On the plain blue background there is a Latin inscription at head-height, with the year and the sitter's age in gold letters: ANNO . 1533. // ÆTATIS SVÆ . 39. The signet ring on his index finger is enamelled in red, white, black and green, and in the circle around a coat of arms there are some letters now undecipherable. Unlike Holbein's other paintings of Steelyard merchants, this portrait and that of Derich Born (1533), have no letter/s or merchant's mark to identify the sitter.

A related portrait, Hermann von Wedigh III (died 1560) (1532), now at the Metropolitan Museum of Art in New York also has a raised eyebrow over the right eye which is larger than the left and the same coat of arms on a signet ring. "Perhaps to engage the viewer in close study of the likenesses of the two men, or even to stress a common family trait, the artist has exaggerated the size of the right eye in each."
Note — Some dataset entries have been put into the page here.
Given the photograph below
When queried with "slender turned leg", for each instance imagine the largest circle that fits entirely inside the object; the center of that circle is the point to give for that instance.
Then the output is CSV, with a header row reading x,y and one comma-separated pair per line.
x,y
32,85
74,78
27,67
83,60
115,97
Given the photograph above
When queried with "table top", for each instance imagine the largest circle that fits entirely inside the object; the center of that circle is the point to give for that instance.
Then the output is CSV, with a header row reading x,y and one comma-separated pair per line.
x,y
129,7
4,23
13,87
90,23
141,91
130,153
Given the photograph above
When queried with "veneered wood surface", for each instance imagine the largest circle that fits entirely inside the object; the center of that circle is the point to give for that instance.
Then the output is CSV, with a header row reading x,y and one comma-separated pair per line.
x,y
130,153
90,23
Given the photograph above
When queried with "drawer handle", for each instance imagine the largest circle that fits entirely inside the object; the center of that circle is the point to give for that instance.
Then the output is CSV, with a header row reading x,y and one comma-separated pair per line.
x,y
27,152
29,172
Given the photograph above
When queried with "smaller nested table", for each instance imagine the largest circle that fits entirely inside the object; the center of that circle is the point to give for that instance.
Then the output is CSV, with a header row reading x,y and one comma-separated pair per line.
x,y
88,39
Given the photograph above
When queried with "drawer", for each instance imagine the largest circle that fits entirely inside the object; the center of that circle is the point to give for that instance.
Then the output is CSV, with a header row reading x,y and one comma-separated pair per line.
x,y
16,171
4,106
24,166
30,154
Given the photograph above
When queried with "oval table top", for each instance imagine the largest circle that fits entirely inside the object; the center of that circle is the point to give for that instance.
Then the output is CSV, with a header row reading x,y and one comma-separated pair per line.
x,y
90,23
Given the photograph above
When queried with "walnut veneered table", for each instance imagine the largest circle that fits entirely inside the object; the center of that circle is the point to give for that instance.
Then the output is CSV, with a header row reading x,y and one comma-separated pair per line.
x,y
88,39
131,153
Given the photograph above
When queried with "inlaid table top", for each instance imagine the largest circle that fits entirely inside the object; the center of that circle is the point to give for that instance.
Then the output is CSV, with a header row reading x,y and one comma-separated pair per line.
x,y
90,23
The two men have been identified as a members of the Wedigh family of Cologne by the coat of arms on their signet ring: a chevron surrounded by three willow leaves. Maximilian I granted this coat of arms to a "Rheinlander" named Heinrich von Wedigh (1440–1513) on 18 July 1503. Several members of this patrician family were merchants at the Steelyard in London from 1480.

==Identification==
The subject of this painting may be an undocumented brother or cousin of Hermann III von Wedigh. He is traditionally called "Hermann Hillebrandt Wedigh," but only his family name and age can be established. Hermann III von Wedigh's father, Hermann II, had, so far as we know, no other sons and no brothers, and although his sister Clara married first Philip Aberlinck and then Johannes Hillebrandt, no children are recorded from either marriage. The identification of this member of the family as "Hermann Hillebrandt Wedigh" is by no means certain.

==Provenance==
The Counts von Schönborn, Vienna, by 1746 until 1865; the banker, Barthold Suermondt, Aachen, until 1874.